Moreover, Jesus’ prayer in the Garden is outstanding for its straightforward authenticity. “My Father, if it is possible, may this cup be taken from me. Yet not as I will, but as you will.” Here, Jesus teaches us that no human is comfortable with pain. My friends, we are free to ask God all sorts of questions. But before we begin to demand for God’s intervention, I want to ask us a question. “What if pain, sickness or death, is what it takes for us to put God at the center of our life?” In her book titled: It’s not About the Hair, Debra Jarvis, a cancer survivor’s response to outraged people who say “But you’re the chaplain! You should be immune!” is this: “So what if I’m the chaplain? I’m a Christian, the same faith that’s all about the crucifixion of the guy who is considered the Son of God! I mean if the Son of God can’t get a break, why should I? I’m only the chaplain.” My friends, no one has some special spiritual protection from sicknesses.
If this is what God wants of us, then, let us dig deep to find consolation that will take us through this tough times. Let this moment unite us with Christ who sacrificed everything for love. Only genuine love is capable of making us trust God completely, even when our life is at stake.
Jesus did not smile through suffering to death. He was actually heartbroken. Although the phenomenon of the gushing out of blood and water in (John 19:34) is traditionally considered as a miracle, but medical science sees it differently.
Medical Science has furnished an explanation which at once defines the phenomenon as a perfectly natural occurrence, and reveals somewhat of the awfulness of our Lord’s passion. It says that during Christ’s dread and mysterious dereliction on the cross, his heart swelled until it burst, and blood was effused into the distended sac of the pericardium, and afterwards separated as is usually the case with extravasated blood, into these two parts: 1) crassamentum or red clot, and 2) watery serum.
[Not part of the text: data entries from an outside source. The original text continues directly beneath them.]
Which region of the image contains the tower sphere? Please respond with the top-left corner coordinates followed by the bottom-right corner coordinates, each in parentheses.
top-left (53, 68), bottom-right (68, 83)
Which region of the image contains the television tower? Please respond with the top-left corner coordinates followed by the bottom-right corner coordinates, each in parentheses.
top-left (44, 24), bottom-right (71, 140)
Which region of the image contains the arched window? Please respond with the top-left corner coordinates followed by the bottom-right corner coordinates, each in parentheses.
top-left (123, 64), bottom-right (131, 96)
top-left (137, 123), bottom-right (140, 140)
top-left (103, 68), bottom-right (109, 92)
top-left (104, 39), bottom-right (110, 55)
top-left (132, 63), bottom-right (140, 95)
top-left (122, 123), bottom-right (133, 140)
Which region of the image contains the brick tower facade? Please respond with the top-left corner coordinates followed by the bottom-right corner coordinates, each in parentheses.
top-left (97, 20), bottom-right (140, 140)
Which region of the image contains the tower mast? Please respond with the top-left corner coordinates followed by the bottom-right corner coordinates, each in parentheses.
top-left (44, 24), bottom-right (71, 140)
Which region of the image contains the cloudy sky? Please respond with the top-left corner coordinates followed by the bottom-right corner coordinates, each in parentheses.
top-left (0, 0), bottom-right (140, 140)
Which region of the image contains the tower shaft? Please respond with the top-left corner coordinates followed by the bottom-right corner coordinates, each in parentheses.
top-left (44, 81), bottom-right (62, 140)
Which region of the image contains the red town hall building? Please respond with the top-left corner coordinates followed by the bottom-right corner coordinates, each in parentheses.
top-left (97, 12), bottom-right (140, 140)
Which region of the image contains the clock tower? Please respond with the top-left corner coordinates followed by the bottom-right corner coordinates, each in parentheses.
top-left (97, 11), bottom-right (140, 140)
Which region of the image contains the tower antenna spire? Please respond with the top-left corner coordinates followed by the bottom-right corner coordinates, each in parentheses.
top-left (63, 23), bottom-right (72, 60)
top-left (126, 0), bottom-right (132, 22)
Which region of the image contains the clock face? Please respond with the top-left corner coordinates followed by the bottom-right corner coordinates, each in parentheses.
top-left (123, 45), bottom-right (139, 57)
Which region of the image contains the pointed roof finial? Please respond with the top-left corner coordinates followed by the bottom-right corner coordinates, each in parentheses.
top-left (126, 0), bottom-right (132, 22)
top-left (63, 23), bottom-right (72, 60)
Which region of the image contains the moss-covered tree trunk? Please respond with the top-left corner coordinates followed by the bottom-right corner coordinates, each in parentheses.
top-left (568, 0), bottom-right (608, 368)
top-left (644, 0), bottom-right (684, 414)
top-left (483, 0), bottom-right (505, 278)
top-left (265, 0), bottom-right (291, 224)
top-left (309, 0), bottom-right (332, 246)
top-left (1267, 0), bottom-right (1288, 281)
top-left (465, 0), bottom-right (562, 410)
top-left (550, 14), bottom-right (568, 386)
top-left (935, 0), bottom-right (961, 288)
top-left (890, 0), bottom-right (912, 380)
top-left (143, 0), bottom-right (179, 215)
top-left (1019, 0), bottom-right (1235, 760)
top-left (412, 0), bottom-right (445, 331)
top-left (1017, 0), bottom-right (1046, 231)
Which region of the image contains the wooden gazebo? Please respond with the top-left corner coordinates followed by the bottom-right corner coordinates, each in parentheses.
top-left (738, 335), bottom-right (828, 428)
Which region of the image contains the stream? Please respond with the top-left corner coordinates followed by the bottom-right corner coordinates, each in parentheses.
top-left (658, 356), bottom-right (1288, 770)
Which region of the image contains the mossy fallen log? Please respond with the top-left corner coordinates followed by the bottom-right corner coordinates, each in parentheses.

When the distended sac was pieced from beneath, it discharged its sanguineous contents in the form of red clots of blood and a stream of watery serum exactly corresponding to the description given by the sacred narrative: “and at once came out blood and water”. Jesus died literally of a broken heart, of agony of the mind, leading to rupture of the heart [James Hastings, Dictionary of Christ and the Gospels, Vol. 1, part 1, pg 216].
True love hurts, all the time
The heart of Christ is the burning furnace of love. His passion and death can be summed up in one word: “LOVE.” In his passion and death, Christ did not invite us to physical death, no. He invites us to possess a big heart that loves so much so that it hurts to death. Finally, to love with a big heart like Christ is to be merciful, forgiving, compassionate and ready to sacrifice our lives in the service of others. As the singer, Ed Sheeran says, it, “Loving can hurt, loving can hurt sometimes.” In fact, true love hurts, all the time. It takes sacrifice. It involves pain. It involves a giving of, a ridding of self. But, for God, nothing is too much for us. We are worth the life of God.
My friends, let us continue to make effort to draw closer to Christ, let us try to feel and taste, and to get an interior love of how much love the Father has for us, his Children! And no matter how dark it gets, not even Corona can separate us from the love that flows from the cross today.